Dans une clinique de la capitale vénézuélienne, une mère a livré le récit poignant de sa survie et de celle de son nourrisson, quatre jours après les secousses qui ont ravagé le pays. Dayana Patino, extraite des ruines de son immeuble avec son fils Juan David âgé de 18 jours, a décrit les longues heures d'angoisse passées sous les décombres, précisant que son bébé lui a donné « la motivation de rester éveillée et alerte ».

« Tant qu'il était en vie, j'allais rester en vie. De temps en temps, je touchais son nez pour vérifier qu'il respirait encore », a confié la rescapée. Les images de leur sauvetage, réalisé jeudi soir, ont fait le tour du monde, Juan David devenant un symbole d'espoir dans un pays meurtri par les deux séismes survenus mercredi.

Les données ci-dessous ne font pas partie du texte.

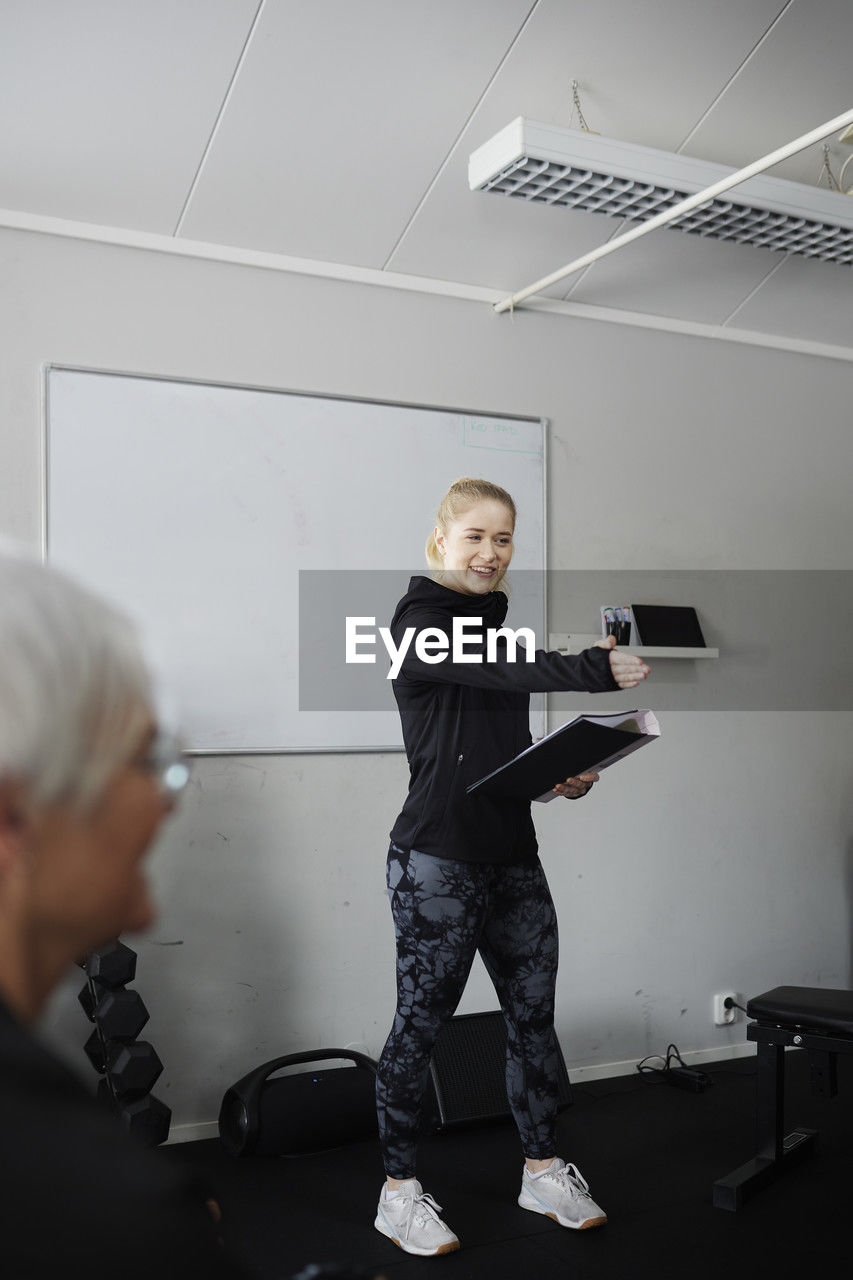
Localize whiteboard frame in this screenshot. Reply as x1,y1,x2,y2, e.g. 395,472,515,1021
40,361,551,758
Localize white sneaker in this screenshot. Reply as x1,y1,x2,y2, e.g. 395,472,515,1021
374,1178,459,1258
519,1156,607,1231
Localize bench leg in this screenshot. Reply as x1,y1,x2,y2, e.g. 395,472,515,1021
713,1041,817,1210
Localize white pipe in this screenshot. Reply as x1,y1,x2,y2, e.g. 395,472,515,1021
494,109,853,311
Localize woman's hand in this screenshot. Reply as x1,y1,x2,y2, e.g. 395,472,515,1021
553,773,599,800
593,636,652,689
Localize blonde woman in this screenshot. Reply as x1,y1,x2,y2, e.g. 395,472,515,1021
375,477,649,1256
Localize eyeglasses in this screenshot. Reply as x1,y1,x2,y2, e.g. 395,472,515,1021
138,730,190,800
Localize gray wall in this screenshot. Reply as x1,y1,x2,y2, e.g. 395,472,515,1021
0,232,853,1137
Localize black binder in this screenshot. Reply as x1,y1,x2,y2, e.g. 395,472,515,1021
466,708,661,804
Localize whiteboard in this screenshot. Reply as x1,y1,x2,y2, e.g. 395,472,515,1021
45,366,546,754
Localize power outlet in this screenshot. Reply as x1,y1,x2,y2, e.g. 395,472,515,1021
713,991,738,1027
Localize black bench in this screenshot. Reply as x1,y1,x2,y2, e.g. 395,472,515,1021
713,987,853,1210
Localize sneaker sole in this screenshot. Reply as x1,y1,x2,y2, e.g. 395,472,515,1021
519,1196,607,1231
373,1217,460,1258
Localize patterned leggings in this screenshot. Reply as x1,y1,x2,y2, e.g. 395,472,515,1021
377,845,557,1178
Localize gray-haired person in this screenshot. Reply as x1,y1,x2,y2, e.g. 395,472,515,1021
0,548,252,1280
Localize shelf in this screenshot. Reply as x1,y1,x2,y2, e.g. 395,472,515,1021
548,631,720,659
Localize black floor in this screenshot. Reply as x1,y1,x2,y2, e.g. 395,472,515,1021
164,1052,853,1280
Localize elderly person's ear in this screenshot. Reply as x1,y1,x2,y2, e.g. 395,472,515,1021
0,778,28,873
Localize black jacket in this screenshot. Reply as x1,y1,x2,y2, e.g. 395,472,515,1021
391,577,617,864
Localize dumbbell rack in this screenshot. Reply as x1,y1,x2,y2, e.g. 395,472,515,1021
77,940,172,1147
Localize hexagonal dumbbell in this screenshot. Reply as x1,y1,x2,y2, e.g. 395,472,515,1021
81,941,136,991
119,1093,172,1147
97,1080,172,1147
106,1041,163,1101
77,983,150,1039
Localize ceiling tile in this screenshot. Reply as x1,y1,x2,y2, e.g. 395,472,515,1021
567,224,779,324
0,0,259,233
388,0,784,292
182,0,532,266
731,255,853,347
684,0,853,186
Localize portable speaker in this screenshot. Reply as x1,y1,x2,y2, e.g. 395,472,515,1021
424,1011,571,1132
219,1048,377,1156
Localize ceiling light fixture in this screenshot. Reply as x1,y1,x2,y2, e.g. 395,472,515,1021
469,110,853,311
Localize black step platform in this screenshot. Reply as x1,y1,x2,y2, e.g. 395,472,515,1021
713,987,853,1210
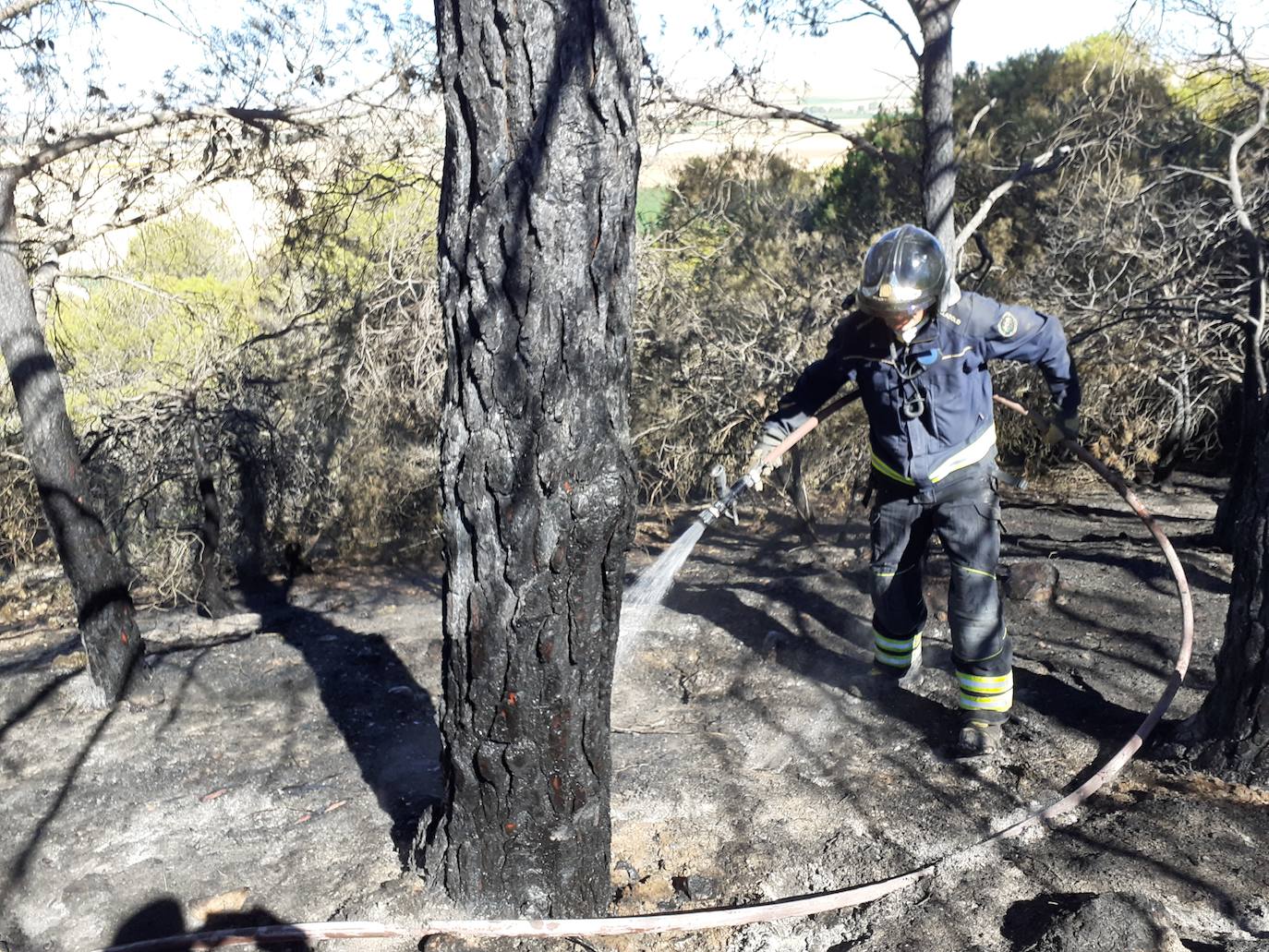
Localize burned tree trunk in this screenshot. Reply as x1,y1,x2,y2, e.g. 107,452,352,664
189,399,234,618
1175,383,1269,786
0,170,142,705
909,0,960,259
423,0,638,915
1212,237,1269,552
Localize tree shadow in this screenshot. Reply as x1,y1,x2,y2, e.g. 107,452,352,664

Les autorités dénombrent au moins 1 450 morts et des dizaines de milliers de disparus, ce que le président par intérim a qualifié de « catastrophe naturelle la plus brutale » de l'histoire du Venezuela. Les équipes de secours poursuivent leurs recherches, mais les chances de découvrir d'autres survivants s'amenuisent.

Les instants de terreur

Dayana Patino se trouvait dans son appartement du huitième étage, dans la région côtière de La Guaira, lorsqu'elle a ressenti les premières secousses. « Je faisais la vaisselle. J'ai tout de suite couru pour prendre mon fils, en pensant que ce ne serait qu'une légère secousse », a-t-elle raconté.

« J'ai eu l'impression de voler. Après, j'ai senti que je m'enfonçais dans l'eau et la terre, puis je suis tombée dans le trou où je suis restée. Je ne sais pas comment je n'ai pas lâché mon bébé », a-t-elle ajouté. Sa jambe gauche était coincée sous du béton, sa tempe pressée contre une pierre. « Je ne sais pas comment j'ai gardé mon calme », a-t-elle dit.

La quête de la survie

Réalisant que personne ne pouvait l'entendre, la mère a décidé d'économiser ses forces. « Je me suis dit : je ne vais pas perdre mon énergie à crier. Je crierai quand j'entendrai des voix ou des pas près de moi », a-t-elle expliqué. Elle a trouvé du réconfort en sentant une bible sous elle. « Là a commencé mon chemin de survie. » Dans l'obscurité, elle distinguait « un point de lumière qui ressemblait à la lune ».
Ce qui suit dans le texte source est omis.